Saturday, December 04, 2004

Creators Syndicate

I had no idea they syndicated the columns of Samuel Francis.

His latest:

But that wasn’t the point, was it? The point was not just to hurl a pie in the face of morals and good taste but also of white racial and cultural identity. The message of the ad was that white women are eager to have sex with black men, that they should be eager, and that black men should take them up on it.

So far only one voice has mentioned the ad’s racial meaning and denounced its “insensitivity“ (to blacks)—that of black Indianapolis Colts coach Tony Dungy.

Blacks are permitted to notice race. Whites aren’t.

But the ad’s message also was that interracial sex is normal and legitimate, a fairly radical concept for both the dominant media as well as its audience.

Nevertheless, for decades, interracial couples of different sexes have been sneaked into advertising, movies and television series, and almost certainly not because of popular demand from either race. The Owens-Sheridan match is only the most notorious to date.

In the minds of those who produced the ad, race is at least as important as the moral and aesthetic norms their ad subverts.

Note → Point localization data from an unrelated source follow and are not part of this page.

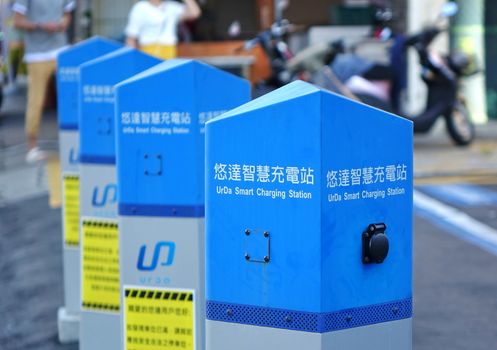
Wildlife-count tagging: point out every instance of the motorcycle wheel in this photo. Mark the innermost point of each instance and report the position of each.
(459, 125)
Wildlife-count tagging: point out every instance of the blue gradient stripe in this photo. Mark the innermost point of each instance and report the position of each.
(184, 211)
(91, 159)
(309, 321)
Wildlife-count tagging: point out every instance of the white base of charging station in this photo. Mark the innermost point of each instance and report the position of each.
(68, 325)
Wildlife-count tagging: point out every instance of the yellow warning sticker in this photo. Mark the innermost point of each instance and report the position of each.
(159, 319)
(71, 210)
(100, 265)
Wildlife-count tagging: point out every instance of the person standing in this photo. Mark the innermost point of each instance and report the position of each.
(44, 23)
(152, 25)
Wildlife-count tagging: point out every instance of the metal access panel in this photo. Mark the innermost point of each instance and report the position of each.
(161, 115)
(308, 224)
(100, 289)
(68, 63)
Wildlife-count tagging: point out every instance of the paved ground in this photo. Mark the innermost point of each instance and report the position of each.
(454, 269)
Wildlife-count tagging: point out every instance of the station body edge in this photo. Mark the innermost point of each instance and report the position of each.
(100, 290)
(161, 115)
(68, 63)
(294, 180)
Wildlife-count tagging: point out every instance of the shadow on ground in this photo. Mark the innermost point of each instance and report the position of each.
(30, 276)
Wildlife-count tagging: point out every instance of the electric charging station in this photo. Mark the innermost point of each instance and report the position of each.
(100, 293)
(308, 225)
(161, 115)
(68, 63)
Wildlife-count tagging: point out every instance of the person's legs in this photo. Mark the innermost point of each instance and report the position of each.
(39, 75)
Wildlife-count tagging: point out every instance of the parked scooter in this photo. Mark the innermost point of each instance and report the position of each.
(442, 76)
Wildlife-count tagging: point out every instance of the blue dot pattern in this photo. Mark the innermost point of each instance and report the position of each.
(309, 321)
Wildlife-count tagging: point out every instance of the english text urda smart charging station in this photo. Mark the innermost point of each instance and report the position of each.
(308, 225)
(68, 63)
(161, 115)
(100, 297)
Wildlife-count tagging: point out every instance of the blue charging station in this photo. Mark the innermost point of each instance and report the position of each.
(308, 225)
(100, 289)
(68, 63)
(160, 116)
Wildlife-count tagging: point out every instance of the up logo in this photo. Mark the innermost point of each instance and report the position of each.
(167, 257)
(106, 197)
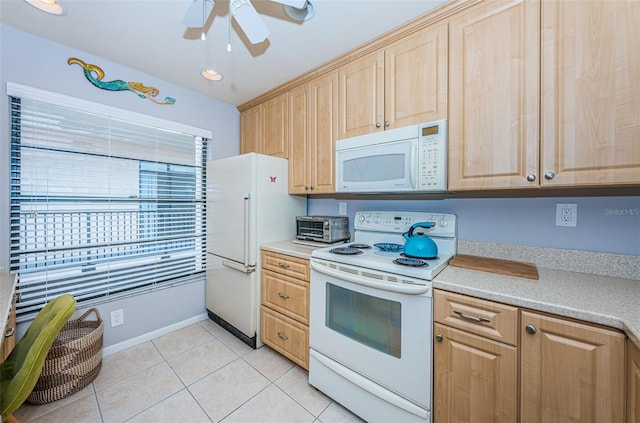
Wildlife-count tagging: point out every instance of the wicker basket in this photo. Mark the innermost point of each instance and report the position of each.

To them, the race as well as the religion, the morality, and the culture of the host society are all equally hostile and oppressive forces that need to be discredited, debunked and destroyed.

If the destruction can’t happen at the polls or through the courts, they can always use the long march through the culture that control of the mass media allows.

Breaking down the sexual barriers between the races is a major weapon of cultural destruction because it means the dissolution of the cultural boundaries that define breeding and the family and, ultimately, the transmission and survival of the culture itself.